Dia berbalik menghadap penonton lagi. "Itu semua benar. Tapi itu bukan intinya."

"Intinya," katanya, suaranya kini dipenuhi gairah, "adalah ini." Dia menunjuk ke cahaya di layar. "Ini adalah api matahari itu sendiri. Energi penciptaan. Energi kehidupan. Energi yang sama yang menyinari istana ini dan gubuk-gubuk di Zona-D."

"Selama berabad-abad, kita telah diberitahu bahwa energi itu langka. Bahwa energi itu mahal. Bahwa energi harus dikendalikan." Dia menggelengkan kepalanya. "Itu adalah kebohongan."

"Kebohongan yang diceritakan oleh mereka yang mendapat untung dari kegelapan. Kebohongan yang membuat Maya tetap dalam kedinginan."

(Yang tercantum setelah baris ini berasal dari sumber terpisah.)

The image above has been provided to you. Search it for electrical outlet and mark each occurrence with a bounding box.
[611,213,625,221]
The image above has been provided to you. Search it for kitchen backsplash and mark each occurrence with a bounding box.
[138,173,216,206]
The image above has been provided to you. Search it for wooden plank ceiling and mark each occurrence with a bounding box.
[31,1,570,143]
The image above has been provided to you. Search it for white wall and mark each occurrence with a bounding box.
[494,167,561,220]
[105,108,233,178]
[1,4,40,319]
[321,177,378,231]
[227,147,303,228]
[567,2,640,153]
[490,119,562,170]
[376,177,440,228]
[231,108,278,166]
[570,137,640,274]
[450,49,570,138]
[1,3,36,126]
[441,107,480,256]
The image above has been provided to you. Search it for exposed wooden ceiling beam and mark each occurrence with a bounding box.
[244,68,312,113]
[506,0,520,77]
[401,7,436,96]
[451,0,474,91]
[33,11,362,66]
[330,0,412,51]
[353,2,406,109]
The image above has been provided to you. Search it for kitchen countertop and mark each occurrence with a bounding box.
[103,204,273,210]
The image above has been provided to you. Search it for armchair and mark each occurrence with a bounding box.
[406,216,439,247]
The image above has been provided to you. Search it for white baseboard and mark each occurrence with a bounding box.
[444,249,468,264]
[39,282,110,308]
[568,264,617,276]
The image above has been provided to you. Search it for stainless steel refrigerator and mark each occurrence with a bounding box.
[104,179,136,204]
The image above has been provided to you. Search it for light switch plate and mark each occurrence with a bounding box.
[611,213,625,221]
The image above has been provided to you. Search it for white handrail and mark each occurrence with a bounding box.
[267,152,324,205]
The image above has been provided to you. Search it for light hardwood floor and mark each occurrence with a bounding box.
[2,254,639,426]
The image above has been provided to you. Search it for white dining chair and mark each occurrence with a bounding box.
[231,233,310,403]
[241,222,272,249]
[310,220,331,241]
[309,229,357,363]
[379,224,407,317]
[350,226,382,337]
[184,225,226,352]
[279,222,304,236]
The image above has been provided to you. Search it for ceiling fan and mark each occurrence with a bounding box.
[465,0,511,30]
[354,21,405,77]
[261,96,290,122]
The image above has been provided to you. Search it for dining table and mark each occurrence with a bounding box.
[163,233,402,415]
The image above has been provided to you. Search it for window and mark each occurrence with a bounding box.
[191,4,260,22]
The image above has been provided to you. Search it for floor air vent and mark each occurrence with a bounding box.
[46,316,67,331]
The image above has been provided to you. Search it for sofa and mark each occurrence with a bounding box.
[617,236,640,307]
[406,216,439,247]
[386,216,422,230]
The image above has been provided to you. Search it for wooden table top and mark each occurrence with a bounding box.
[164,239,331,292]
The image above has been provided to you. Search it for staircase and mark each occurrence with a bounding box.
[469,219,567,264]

Suasana di aula berubah lagi. Empati mulai bercampur dengan ketidaknyamanan. Orang-orang di barisan depan mulai berbisik di antara mereka sendiri. Di belakang panggung, Ethan bisa membayangkan Kenji pingsan.

"Lensa Fraktal mengubah segalanya," kata Ethan. "Teknologi ini—yang didasarkan pada kebijaksanaan kuno yang hampir kita lupakan—tidak *menciptakan* energi. Ia hanya *membuka* pintu ke sumber energi yang tak terbatas dan bersih yang selalu ada di sana, menunggu kita."

Dia berhenti, menatap langsung ke kamera. "Energi seharusnya tidak menjadi komoditas yang diperdagangkan oleh para elit. Energi seharusnya tidak menjadi senjata yang digunakan untuk mengendalikan bangsa-bangsa."

Dia menarik napas dalam-dalam. Inilah saatnya. Titik tanpa harapan untuk kembali.

"Energi," katanya, suaranya bergema di keheningan yang tegang, "**adalah hak asasi manusia.**"

Kata-kata itu menggantung di udara seperti muatan listrik statis. *Hak asasi manusia.* Sebuah konsep yang berbahaya bagi tatanan dunia.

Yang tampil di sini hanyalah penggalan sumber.